Column names in expressions and op payloads are resolved **case-insensitively** by default (PySpark parity). When `spark.sql.caseSensitive` is false (the default), `{"col": "ID"}` resolves to schema column `id` if present; `{"col": "id"}` and `{"col": "Id"}` also resolve to `id`. The SparkSession `create_dataframe_from_rows` and plan interpreter use `session.is_case_sensitive()` to set the DataFrame case-sensitivity flag. Sparkless adapters should ensure the session config propagates `spark.sql.caseSensitive` so that `col("ID")` when schema has `id` resolves correctly (issue #508).

---

## Supported operations (Sparkless parity)

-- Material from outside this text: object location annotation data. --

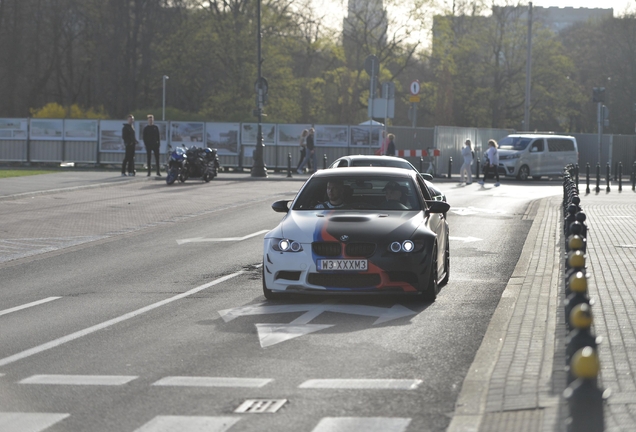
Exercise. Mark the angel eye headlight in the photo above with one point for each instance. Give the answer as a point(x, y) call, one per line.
point(286, 245)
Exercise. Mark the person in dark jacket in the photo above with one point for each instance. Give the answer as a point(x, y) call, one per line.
point(152, 140)
point(130, 141)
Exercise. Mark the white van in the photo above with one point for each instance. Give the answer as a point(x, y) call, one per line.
point(536, 155)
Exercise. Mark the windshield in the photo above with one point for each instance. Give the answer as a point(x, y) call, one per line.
point(361, 193)
point(514, 143)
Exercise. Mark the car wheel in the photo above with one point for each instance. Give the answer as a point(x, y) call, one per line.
point(444, 281)
point(268, 293)
point(524, 173)
point(429, 293)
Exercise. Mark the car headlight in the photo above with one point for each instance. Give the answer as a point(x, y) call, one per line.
point(407, 246)
point(286, 245)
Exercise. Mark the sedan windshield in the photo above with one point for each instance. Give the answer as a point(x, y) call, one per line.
point(362, 193)
point(514, 143)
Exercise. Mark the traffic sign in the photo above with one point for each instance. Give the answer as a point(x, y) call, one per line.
point(415, 88)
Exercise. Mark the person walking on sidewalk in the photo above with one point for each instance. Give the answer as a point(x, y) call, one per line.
point(130, 141)
point(152, 140)
point(466, 171)
point(311, 153)
point(493, 162)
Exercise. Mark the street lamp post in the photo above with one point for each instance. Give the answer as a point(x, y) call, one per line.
point(163, 111)
point(258, 166)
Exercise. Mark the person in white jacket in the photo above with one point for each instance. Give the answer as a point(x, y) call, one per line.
point(466, 171)
point(493, 161)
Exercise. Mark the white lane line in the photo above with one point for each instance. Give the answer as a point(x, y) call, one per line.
point(60, 341)
point(213, 382)
point(28, 305)
point(78, 379)
point(376, 384)
point(201, 239)
point(367, 424)
point(189, 424)
point(28, 422)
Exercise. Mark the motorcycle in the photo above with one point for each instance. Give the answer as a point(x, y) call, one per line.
point(193, 162)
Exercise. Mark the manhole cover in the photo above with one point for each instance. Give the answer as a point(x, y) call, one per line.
point(260, 406)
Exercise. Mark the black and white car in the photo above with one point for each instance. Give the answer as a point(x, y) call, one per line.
point(362, 246)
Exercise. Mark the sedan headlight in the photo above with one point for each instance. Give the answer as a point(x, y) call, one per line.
point(407, 246)
point(286, 245)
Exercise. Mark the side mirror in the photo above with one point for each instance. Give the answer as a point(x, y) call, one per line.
point(438, 206)
point(281, 206)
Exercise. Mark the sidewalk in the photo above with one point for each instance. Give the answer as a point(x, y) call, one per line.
point(517, 377)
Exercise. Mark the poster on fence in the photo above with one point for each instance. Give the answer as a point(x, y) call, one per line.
point(163, 134)
point(13, 128)
point(224, 137)
point(110, 136)
point(80, 130)
point(366, 136)
point(250, 130)
point(188, 134)
point(289, 134)
point(331, 135)
point(46, 129)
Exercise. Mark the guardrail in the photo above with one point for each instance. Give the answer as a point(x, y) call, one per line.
point(585, 399)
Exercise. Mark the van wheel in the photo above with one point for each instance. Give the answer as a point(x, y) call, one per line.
point(524, 173)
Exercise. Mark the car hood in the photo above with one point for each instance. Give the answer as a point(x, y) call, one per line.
point(364, 226)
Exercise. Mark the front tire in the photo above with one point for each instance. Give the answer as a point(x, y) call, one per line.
point(524, 173)
point(429, 293)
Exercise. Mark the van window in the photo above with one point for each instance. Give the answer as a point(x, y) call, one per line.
point(537, 146)
point(560, 144)
point(514, 143)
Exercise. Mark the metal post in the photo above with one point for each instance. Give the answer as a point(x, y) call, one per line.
point(163, 110)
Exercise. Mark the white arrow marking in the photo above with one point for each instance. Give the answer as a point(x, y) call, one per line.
point(201, 239)
point(465, 239)
point(271, 334)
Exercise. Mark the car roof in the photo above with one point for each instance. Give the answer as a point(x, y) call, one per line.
point(365, 171)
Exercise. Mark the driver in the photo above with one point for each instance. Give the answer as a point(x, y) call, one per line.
point(335, 193)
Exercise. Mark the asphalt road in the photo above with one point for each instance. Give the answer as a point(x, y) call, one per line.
point(139, 307)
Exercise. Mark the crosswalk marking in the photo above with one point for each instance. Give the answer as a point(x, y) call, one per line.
point(28, 305)
point(376, 384)
point(109, 380)
point(28, 422)
point(367, 424)
point(189, 424)
point(213, 382)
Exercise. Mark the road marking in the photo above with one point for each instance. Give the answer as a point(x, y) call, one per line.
point(465, 239)
point(28, 305)
point(201, 239)
point(272, 334)
point(364, 384)
point(213, 382)
point(109, 380)
point(28, 422)
point(60, 341)
point(367, 424)
point(189, 424)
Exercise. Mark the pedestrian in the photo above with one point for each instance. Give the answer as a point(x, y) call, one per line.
point(303, 147)
point(390, 148)
point(466, 171)
point(311, 154)
point(130, 141)
point(493, 162)
point(152, 140)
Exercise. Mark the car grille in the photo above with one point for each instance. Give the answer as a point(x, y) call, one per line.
point(332, 249)
point(360, 249)
point(341, 280)
point(326, 248)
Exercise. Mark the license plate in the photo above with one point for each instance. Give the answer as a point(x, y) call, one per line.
point(342, 265)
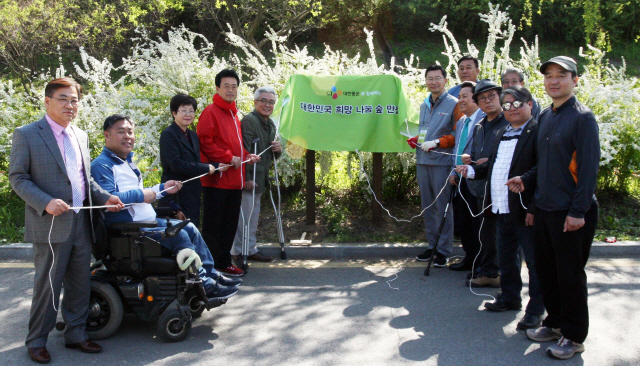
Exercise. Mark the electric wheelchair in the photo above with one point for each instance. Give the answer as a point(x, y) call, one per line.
point(133, 273)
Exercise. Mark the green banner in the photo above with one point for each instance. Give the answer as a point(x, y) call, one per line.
point(345, 113)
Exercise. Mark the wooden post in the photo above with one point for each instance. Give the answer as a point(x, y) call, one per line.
point(376, 210)
point(311, 187)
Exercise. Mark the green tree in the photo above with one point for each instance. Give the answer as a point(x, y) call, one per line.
point(250, 18)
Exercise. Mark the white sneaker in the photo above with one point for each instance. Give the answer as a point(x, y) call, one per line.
point(543, 334)
point(565, 349)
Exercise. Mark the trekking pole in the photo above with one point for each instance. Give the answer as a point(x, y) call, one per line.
point(247, 224)
point(277, 210)
point(435, 245)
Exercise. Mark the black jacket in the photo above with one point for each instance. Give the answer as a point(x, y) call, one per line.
point(569, 158)
point(180, 160)
point(523, 164)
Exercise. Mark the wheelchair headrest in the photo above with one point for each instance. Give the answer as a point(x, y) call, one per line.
point(100, 249)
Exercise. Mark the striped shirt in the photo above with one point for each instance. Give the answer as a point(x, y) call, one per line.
point(501, 167)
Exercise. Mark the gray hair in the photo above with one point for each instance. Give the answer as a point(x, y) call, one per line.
point(512, 71)
point(264, 89)
point(518, 93)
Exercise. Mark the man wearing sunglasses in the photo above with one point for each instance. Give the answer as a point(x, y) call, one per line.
point(566, 208)
point(514, 155)
point(256, 124)
point(485, 138)
point(512, 77)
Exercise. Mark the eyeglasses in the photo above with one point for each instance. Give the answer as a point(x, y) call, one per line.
point(65, 101)
point(267, 102)
point(517, 104)
point(489, 97)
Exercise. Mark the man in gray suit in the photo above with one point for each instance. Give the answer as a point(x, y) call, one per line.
point(49, 169)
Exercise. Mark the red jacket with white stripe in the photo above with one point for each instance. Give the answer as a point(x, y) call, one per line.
point(220, 134)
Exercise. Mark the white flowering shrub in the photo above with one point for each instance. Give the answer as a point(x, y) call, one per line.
point(187, 63)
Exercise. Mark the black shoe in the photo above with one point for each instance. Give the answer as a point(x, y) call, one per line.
point(221, 292)
point(226, 281)
point(460, 266)
point(529, 321)
point(501, 305)
point(424, 257)
point(440, 260)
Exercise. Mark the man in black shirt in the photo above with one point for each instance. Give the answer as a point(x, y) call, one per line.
point(566, 208)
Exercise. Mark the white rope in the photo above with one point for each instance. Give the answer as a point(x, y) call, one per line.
point(384, 208)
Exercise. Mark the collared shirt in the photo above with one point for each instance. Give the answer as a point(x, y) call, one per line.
point(57, 133)
point(122, 178)
point(568, 158)
point(501, 167)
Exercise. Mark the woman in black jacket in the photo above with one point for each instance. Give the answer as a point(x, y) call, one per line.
point(180, 158)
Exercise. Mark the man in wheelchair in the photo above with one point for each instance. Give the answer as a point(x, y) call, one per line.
point(116, 173)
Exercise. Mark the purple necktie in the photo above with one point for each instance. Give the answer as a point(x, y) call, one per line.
point(72, 171)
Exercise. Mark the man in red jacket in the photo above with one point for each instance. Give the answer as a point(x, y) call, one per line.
point(220, 134)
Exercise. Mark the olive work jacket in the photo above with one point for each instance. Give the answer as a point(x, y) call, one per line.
point(255, 126)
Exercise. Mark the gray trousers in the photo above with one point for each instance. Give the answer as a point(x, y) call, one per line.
point(236, 249)
point(431, 179)
point(71, 270)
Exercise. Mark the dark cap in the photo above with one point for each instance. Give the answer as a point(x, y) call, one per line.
point(485, 85)
point(565, 62)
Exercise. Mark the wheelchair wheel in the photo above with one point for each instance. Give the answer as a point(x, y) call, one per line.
point(105, 311)
point(169, 326)
point(195, 305)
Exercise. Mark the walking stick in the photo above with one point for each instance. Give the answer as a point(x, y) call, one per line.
point(283, 254)
point(247, 224)
point(435, 245)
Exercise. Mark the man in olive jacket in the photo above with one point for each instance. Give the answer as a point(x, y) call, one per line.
point(256, 124)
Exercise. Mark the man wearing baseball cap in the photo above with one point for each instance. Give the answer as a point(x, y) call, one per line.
point(566, 208)
point(486, 136)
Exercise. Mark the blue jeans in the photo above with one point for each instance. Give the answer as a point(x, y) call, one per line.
point(190, 238)
point(511, 235)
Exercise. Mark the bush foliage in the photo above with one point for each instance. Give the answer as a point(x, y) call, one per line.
point(157, 68)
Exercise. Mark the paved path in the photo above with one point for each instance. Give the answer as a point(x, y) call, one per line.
point(321, 312)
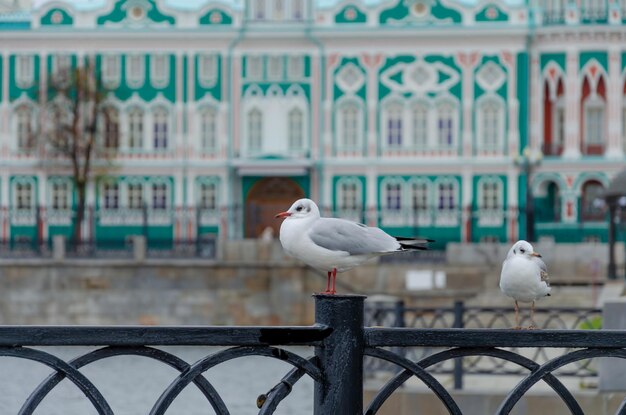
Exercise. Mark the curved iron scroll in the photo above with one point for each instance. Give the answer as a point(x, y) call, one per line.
point(270, 400)
point(545, 370)
point(411, 368)
point(208, 362)
point(169, 359)
point(403, 376)
point(91, 392)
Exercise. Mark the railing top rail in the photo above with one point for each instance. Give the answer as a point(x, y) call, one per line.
point(11, 336)
point(382, 337)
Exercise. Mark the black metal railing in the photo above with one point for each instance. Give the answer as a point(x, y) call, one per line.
point(397, 314)
point(339, 340)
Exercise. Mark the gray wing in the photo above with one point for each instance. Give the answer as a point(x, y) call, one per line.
point(351, 237)
point(543, 269)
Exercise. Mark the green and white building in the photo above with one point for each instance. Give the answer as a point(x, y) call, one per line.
point(405, 114)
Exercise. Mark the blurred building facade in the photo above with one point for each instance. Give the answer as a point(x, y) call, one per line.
point(405, 114)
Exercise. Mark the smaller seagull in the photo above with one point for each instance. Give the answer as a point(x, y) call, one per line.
point(524, 278)
point(335, 245)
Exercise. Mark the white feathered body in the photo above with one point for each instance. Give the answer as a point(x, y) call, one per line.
point(521, 279)
point(296, 241)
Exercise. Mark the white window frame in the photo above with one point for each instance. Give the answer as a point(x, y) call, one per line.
point(135, 70)
point(111, 72)
point(349, 127)
point(447, 212)
point(208, 129)
point(207, 69)
point(295, 129)
point(24, 71)
point(490, 125)
point(254, 67)
point(295, 67)
point(594, 129)
point(419, 190)
point(136, 117)
point(161, 131)
point(159, 70)
point(349, 189)
point(254, 122)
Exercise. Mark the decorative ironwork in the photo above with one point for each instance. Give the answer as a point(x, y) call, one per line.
point(340, 342)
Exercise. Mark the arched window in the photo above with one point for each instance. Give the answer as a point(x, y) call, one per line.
point(161, 129)
point(594, 118)
point(135, 128)
point(446, 125)
point(490, 125)
point(295, 130)
point(420, 126)
point(208, 129)
point(24, 127)
point(349, 127)
point(394, 125)
point(589, 209)
point(111, 131)
point(255, 130)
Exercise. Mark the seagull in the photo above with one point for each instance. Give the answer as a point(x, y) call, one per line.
point(335, 245)
point(524, 278)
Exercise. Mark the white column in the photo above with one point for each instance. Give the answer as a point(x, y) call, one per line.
point(572, 106)
point(614, 106)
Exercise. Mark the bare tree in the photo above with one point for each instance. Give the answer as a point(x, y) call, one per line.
point(75, 120)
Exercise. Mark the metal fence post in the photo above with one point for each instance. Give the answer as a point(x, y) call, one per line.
point(341, 355)
point(459, 309)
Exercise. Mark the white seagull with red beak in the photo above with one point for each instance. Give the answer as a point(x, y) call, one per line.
point(524, 278)
point(335, 245)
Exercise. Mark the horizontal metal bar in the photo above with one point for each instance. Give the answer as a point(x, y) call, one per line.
point(13, 336)
point(380, 337)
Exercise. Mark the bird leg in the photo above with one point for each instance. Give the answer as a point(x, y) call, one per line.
point(532, 317)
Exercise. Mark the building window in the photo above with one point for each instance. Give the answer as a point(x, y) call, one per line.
point(24, 71)
point(255, 130)
point(590, 210)
point(297, 9)
point(111, 195)
point(159, 70)
point(207, 69)
point(254, 67)
point(296, 139)
point(445, 126)
point(60, 195)
point(394, 126)
point(275, 67)
point(111, 129)
point(491, 126)
point(24, 128)
point(135, 70)
point(159, 196)
point(208, 129)
point(594, 124)
point(24, 196)
point(135, 128)
point(160, 136)
point(135, 196)
point(208, 196)
point(349, 127)
point(420, 126)
point(111, 70)
point(295, 67)
point(393, 193)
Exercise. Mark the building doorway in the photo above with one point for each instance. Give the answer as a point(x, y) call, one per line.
point(266, 198)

Backends such as Sparkless can discover which plan operations robin-sparkless supports by calling:

```python
import robin_sparkless as rs
ops = rs.supported_plan_operations()  # tuple[str, ...]
# e.g. "filter" in ops
```

The returned tuple includes all op names that `_execute_plan` accepts: `filter`, `select`, `limit`, `offset`, `orderBy`, `withColumn`, `withColumnRenamed`, `groupBy`, `join`, `union`, `unionByName`, `distinct`, `drop`. This allows Sparkless to avoid raising "Operation 'filter' is not supported" when the Robin backend does support filter (see issue #202).

---

## Plan fixture format

For tests, a plan fixture JSON has:

- **input**: `{ "schema": [{"name": "...", "type": "..."}, ...], "rows": [[...], ...] }`
- **plan**: `[ {"op": "...", "payload": ...}, ... ]`
- **expected**: `{ "schema": [...], "rows": [...] }`

For **join** (and **union**), the left side is the current DataFrame; the right side is provided inside the op payload (`other_data`, `other_schema`). Fixtures that need two top-level inputs can define **input** as the left and put the right in the first join op’s payload.